Munster coach Declan Kidney celebrates victory over Toulouse
Declan Kidney admitted feelings were running high after ending his reign as Munster coach by guiding the province to a second Heineken Cup triumph.
"It was an emotional dressing room - it was a special place to be," he said after the 16-13 win over Toulouse.
Kidney, now taking over as Ireland boss, added: "To win this trophy once is special, but twice is a dream.
"You have good days and some tough days, but not many teams finish on top against Toulouse."
Munster's Alan Quinlan said his side had been forced to dig in after coming under early pressure in the final in Cardiff's Millennium Stadium.
"Toulouse had us on the rack for the first 15 minutes and we had to hold on to avoid conceding more scores," said the man-of-the-match Quinlan.

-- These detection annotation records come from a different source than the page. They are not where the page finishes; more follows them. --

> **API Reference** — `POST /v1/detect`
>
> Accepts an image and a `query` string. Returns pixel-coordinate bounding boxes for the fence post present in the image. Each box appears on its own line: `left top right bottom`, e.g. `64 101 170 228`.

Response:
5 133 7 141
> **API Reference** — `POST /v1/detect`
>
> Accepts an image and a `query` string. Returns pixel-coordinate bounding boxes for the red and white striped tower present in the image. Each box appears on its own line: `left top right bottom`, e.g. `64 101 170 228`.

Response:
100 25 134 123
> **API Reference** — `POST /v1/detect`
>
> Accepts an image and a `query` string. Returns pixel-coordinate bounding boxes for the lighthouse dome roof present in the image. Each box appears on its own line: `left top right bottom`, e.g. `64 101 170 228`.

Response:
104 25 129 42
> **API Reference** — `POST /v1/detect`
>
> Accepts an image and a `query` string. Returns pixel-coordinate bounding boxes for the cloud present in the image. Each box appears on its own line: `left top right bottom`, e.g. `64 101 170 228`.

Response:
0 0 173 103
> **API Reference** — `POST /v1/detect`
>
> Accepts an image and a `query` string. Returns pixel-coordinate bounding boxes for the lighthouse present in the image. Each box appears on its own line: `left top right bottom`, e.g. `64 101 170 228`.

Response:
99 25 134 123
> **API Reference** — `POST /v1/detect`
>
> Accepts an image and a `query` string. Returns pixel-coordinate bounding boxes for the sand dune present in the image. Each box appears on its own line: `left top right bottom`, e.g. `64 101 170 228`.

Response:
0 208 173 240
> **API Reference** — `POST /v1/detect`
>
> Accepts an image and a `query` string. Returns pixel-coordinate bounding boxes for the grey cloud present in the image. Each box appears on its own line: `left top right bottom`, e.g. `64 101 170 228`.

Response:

"The amount of work which has gone into this has been immense and I count myself lucky to be a part of this team.
"We had great support from people who believed in us."

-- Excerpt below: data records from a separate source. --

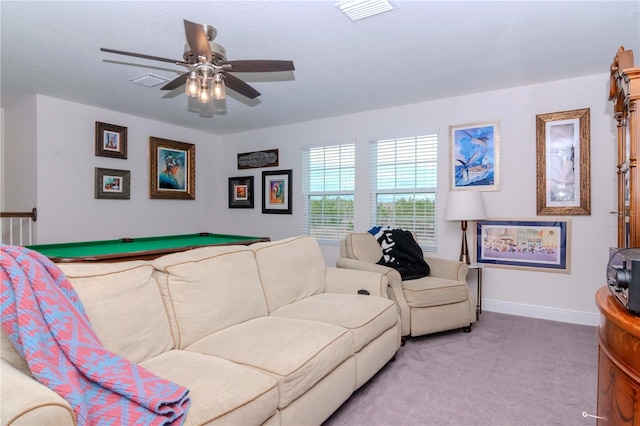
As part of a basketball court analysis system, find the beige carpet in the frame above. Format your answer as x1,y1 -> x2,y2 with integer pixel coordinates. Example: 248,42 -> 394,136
325,312 -> 598,426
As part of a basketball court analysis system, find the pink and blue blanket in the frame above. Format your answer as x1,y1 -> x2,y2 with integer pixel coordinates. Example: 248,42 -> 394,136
0,245 -> 190,425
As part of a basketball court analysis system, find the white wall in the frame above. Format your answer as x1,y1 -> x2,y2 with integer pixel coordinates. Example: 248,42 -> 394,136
216,74 -> 616,324
4,74 -> 616,324
1,96 -> 38,212
28,96 -> 226,244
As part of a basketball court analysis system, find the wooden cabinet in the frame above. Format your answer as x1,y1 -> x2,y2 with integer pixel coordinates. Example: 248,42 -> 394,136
609,47 -> 640,248
596,287 -> 640,426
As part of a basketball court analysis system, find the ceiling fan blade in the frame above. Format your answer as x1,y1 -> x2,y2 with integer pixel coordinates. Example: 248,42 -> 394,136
184,19 -> 213,62
100,47 -> 185,65
160,73 -> 189,90
222,72 -> 260,99
220,59 -> 295,72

Munster captain Paul O'Connell added: "I think it is more satisfying than last time.
"We have an incredible bunch of people and you feel a pressure when you wear the jersey which is so special to all of us.
"It was tough campaign and it is just incredible. We have shown bottle and courage and great mental strength today."
Toulouse coach Guy Noves said: "We put them under a lot of pressure for the first 25 minutes or so. We were there in terms of physicality.
"We know Munster are a team of great quality, but I felt a turning point was the yellow card for Fabien Pelous."